Other countries may follow. President Rafael Correa of Ecuador announced last week that it was kicking the World Bank's representative out of the country. It was an unprecedented action, which President Correa punctuated by stating that "we will not stand for extortion by this international bureaucracy." In 2005, the World Bank withheld a previously approved $100 million loan to Ecuador to try to force the government to use windfall oil revenues for debt repayment, rather than the government's choice of social spending.
This is the way these two institutions have operated for decades. With the IMF as leader, and the U.S. Treasury department holding veto power, they have run a "creditors' cartel" that has been able to exert enormous pressure on governments over a wide variety of economic issues. This pressure has not only generated widespread resentment, but has also often led to economic failure in the countries and regions where the IMF and World Bank have had the most influence. Over the last 25 years Latin America has had its worst long-term economic growth performance in more than a century.

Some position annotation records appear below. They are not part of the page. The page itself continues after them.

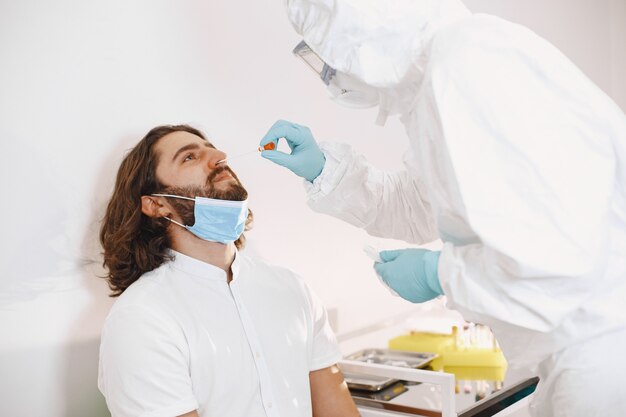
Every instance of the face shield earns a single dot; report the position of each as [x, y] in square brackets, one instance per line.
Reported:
[343, 89]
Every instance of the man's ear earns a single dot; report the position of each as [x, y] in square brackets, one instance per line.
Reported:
[153, 207]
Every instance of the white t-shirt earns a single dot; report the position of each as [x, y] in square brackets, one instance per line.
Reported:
[181, 339]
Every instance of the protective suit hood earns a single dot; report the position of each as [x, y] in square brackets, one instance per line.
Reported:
[380, 43]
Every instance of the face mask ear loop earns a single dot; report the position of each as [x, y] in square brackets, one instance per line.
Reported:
[175, 222]
[174, 196]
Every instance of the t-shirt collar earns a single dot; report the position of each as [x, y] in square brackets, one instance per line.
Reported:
[202, 269]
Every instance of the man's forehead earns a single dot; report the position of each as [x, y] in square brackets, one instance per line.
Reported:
[171, 142]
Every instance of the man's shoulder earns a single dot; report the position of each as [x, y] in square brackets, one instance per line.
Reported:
[143, 295]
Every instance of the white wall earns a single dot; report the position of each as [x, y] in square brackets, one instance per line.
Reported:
[80, 82]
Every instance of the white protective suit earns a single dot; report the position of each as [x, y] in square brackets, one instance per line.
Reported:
[517, 162]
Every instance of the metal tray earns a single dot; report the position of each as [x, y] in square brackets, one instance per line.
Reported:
[384, 357]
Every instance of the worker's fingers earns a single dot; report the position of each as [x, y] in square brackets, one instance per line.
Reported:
[381, 270]
[278, 157]
[294, 134]
[389, 255]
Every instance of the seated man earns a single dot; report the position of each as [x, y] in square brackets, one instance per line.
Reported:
[199, 328]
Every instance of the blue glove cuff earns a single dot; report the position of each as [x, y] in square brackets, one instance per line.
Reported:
[431, 270]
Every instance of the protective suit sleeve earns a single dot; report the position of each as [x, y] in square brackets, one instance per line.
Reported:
[535, 169]
[385, 204]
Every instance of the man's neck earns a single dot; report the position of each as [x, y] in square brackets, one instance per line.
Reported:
[214, 253]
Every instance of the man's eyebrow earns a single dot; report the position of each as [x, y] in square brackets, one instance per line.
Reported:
[188, 147]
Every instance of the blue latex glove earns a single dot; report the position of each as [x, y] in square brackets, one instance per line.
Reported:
[412, 273]
[306, 159]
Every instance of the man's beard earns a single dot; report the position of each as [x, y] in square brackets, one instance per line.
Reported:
[185, 208]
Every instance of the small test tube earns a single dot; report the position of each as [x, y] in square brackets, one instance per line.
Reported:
[269, 147]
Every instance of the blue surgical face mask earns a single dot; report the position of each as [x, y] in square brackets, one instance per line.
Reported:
[220, 221]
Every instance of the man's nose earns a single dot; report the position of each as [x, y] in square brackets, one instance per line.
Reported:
[216, 158]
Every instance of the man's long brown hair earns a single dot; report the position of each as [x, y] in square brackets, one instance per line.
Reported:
[133, 242]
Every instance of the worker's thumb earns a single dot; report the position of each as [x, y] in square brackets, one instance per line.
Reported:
[389, 255]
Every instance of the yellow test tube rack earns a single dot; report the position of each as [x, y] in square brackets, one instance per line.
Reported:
[462, 359]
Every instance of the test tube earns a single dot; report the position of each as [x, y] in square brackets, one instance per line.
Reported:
[269, 147]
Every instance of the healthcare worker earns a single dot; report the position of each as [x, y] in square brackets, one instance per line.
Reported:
[517, 162]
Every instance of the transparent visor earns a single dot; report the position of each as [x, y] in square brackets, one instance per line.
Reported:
[313, 61]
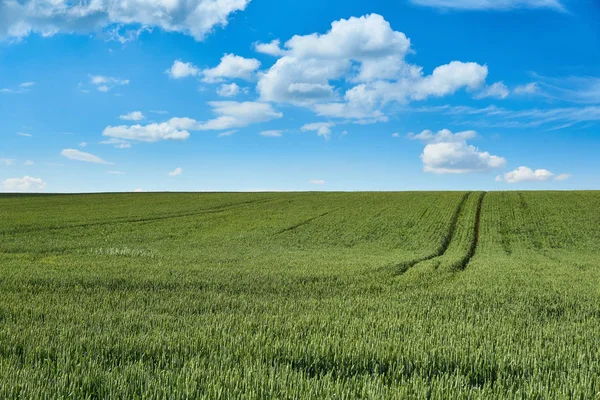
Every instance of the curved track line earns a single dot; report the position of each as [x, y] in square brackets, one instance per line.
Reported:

Venezuela also has specific grievances against the IMF, which are likely to generate sympathy in other developing countries with democratic, left-of-center governments. On April 12, 2002, just hours after Venezuela's democratically elected government was overthrown in a military coup, the IMF stated publicly that it was "ready to assist the new administration [of Pedro Carmona] in whatever manner they find suitable."
This instantaneous show of financial support for a newly installed dictatorship - one which immediately dissolved the country's constitution, general assembly, and Supreme Court - was unprecedented in the IMF's history. Typically the IMF does not react so quickly, even to an elected government. It is no wonder that this move was seen in Venezuela and elsewhere as an attempt by the IMF to support the coup itself. Washington, which dominates the Fund, had advance knowledge of the coup, supported it, and funded some of its leaders - according to U.S. government documents.
In additions, Venezuela has not been happy with the IMF's consistently under-projecting its economic growth in recent years, as the Fund has also done with Argentina. The IMF's forecasts are widely used and can therefore influence investors.
But the resentment against the IMF and World Bank, and demands for change, are worldwide. The scandal over Paul Wolfowitz's leadership at the World Bank, which is about to topple the Bank's most unwanted president ever, is just the tip of the iceberg. Last month the IMF's Independent Evaluation Office stated that since 1999, nearly three-quarters of aid to the poor countries of Sub-Saharan Africa are not being spent. Rather, at the IMF's request, it is being used to pay off debt and accumulate reserves. This is a terrible thing to do to some of the poorest countries in the world, who desperately need to spend this money on such pressing needs as the HIV/AIDS pandemic.
Venezuela's decision is likely to strengthen the hand of developing nations within the IMF and World Bank who are demanding serious reforms. Right now the United States, with less than 5 percent of the world's population, has more votes in the IMF than countries representing the majority of the planet. The world's developing countries, which bear the brunt of these institutions' mistakes, have little or no voice in their decision-making. Venezuela's move - and any other countries that follow - will show the IMF and World Bank that the option of quitting these institutions altogether is a real one.
Whether this will spur reform that can actually change the colonial relationship that these institutions maintain with their borrowers remains to be seen. More likely, they will simply continue to become less relevant to the developing world, as has happened drastically over the last decade.